Release Notes#
Release 1.2.0#
Summary#
This is the initial release of nemoretriever-parse. For more information, see nemoretriever-parse Overview.
Visual Language Models#
Limitations#
- Only one image per request is supported. 
- Text input is not allowed. 
- System messages are not allowed. 
Release 1.1.1#
Summary#
This patch release fixes CUDA runtime errors seen on AWS and Azure instances.
Visual Language Models#
Limitations#
- PEFT is not supported. 
- Following Meta’s guidance, function calling is not supported. 
- Following Meta’s guidance, only one image per request is supported. 
- Following Meta’s guidance, system messages are not allowed with images. 
- Following the official vLLM implementation, images are always added to the front of user messages. 
- Maximum concurrency can be low when using the vLLM backend. 
- Image and vision encoder Prometheus metrics are not available with the vLLM backend. 
- With context length larger than 32k, the accuracy of Llama-3.2-90B-Vision-Instruct can be degraded. 
Release 1.1.0#
Summary#
This is the 1.1.0 release of NIM for VLMs.
Visual Language Models#
Limitations#
- PEFT is not supported. 
- Following Meta’s guidance, function calling is not supported. 
- Following Meta’s guidance, only one image per request is supported. 
- Following Meta’s guidance, system messages are not allowed with images. 
- Following the official vLLM implementation, images are always added to the front of user messages. 
- Maximum concurrency can be low when using the vLLM backend. 
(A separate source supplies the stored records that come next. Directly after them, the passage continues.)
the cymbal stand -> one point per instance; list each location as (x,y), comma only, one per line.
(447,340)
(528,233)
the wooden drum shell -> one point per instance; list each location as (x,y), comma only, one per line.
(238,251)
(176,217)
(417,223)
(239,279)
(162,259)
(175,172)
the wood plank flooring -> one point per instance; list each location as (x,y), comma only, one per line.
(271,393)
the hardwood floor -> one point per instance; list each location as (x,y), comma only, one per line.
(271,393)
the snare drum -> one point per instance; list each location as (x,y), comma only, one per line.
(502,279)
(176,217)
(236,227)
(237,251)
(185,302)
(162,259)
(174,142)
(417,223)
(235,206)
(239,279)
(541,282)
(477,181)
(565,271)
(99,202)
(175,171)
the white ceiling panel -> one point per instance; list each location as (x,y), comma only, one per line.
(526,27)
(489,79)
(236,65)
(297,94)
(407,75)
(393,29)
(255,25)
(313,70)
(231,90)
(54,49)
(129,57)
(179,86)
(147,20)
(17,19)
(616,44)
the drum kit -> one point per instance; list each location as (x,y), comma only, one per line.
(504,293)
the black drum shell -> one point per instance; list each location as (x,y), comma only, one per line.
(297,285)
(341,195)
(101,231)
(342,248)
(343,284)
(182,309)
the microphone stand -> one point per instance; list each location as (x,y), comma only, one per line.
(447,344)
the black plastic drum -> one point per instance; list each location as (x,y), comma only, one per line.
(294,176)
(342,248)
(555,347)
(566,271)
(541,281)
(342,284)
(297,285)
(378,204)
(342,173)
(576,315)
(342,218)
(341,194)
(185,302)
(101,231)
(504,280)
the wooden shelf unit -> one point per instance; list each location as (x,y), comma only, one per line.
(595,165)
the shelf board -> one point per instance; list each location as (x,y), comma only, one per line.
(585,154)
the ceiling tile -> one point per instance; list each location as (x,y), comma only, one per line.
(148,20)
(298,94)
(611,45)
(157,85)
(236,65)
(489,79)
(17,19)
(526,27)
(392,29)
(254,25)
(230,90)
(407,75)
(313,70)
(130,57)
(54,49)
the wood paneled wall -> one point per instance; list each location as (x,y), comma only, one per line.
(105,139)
- Image and vision encoder Prometheus metrics are not available with the vLLM backend. 
- With context length larger than 32k, the accuracy of Llama-3.2-90B-Vision-Instruct can be degraded. 
- When deploying an optimized profile on AWS A10G, you might see - [TensorRT-LLM][ERROR] ICudaEngine::createExecutionContextWithoutDeviceMemory: Error Code 1: Cuda Runtime (an illegal memory access was encountered). Use the vLLM backend instead as described here.